I like the good Gospel ending for the Samaritan Woman at the Well and for her townfolk at Sychar, Samaria.” Along the way of their encounter, Jesus treats the woman kindly, even though he knew her noon visit to the well was about her sneaking there purposely at the least traversed hour. Anyway, she is caught in the company of a holy man. It’s Jesus. Our Lord could quickly spiritually surmise her life condition and situation. She was the city’s harlot and was despised by the other Samaritan women for her seductions on their men. Jesus has a one-to-one talk to her by the well. Eventually Jesus called out the woman’s hidden sins and she did not deny them but admitted to them and everything else besides of her wrong- doings. Final thing–she repented. Her amazing conversion then led the whole town to come out and see who could save such the sinful person, to get them out of the rut. These people came forth to get out of the capture to sin. It’s in John 4. It’s a long gospel story.  It’s a story of the woman and people of Jacob’s Well City. The Lord of the Highway to Heaven or Jacob’s Ladder has come down to save His people.

Yet even supposedly nice people were turning down Jesus’ offer of being saved, even over materialism. The Lord Jesus tested a rich young ruler (ref. Mt 18, Lk19) who said to Jesus how he “kept all the commandments.” Jesus did first look at the man in love, for his starting attempts at living the Law of God, but then Jesus asked him to demonstrate his following of the first commandment, even inviting him to follow Him, but to first to lay down his possessions, for, as Jesus saw, the man’s possessions had possessed him. Jesus could set the man free in his obeying this one more commandment. But the man turned Jesus down. He walked away. He chose to stay captured, even when Jesus was offering a free, true life ahead.

That is the sad state that humanity today has found itself. Preferring sin.

Yet people who have learned to humbly call on the Lord for help, find in Him a Rescuer.  Rescuer is the 3rd point of Kerygma to cover next time.

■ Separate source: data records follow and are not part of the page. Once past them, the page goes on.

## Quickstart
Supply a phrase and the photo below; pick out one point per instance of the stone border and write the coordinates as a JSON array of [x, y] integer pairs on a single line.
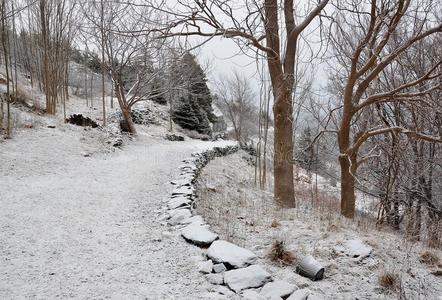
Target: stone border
[[227, 264]]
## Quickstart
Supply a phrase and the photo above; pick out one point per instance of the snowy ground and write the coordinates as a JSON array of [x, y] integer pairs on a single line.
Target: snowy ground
[[86, 227], [243, 214]]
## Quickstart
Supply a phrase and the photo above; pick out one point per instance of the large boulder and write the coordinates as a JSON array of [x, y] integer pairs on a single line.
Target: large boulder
[[276, 289], [199, 235], [246, 278], [231, 255]]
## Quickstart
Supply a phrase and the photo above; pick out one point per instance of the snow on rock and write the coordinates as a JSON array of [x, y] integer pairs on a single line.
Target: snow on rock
[[195, 220], [245, 278], [301, 294], [220, 289], [354, 248], [178, 202], [277, 288], [205, 266], [215, 278], [182, 190], [315, 297], [199, 235], [251, 295], [178, 215], [182, 181], [219, 268], [230, 254]]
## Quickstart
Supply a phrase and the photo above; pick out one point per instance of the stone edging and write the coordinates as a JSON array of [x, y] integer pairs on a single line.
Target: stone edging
[[227, 264]]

Maybe the more vivid Gospel example of the disciples wanting to get out of their capture of their situation, was the storm at the sea story. They had not awoken Jesus, who was tired and fast asleep in the boat, even while a storm was pushing water into the vessel faster than they could bail water out. They finally roused Jesus, and He rescued them. It had taken a while for them to raise the SOS to the Savior, but the Gospel lesson is to not delay in trusting the Lord, and getting out of harm’s way. They had asked Jesus, “Do you not care that we are perishing?”  He woke up, rebuked the wind, and said to the sea, “Quiet! Be still!” His look to them was of course saying: I care, God cares, that you are perishing—that is why I am here. But perhaps it is you who were asleep awhile to the fact of Me in your boat.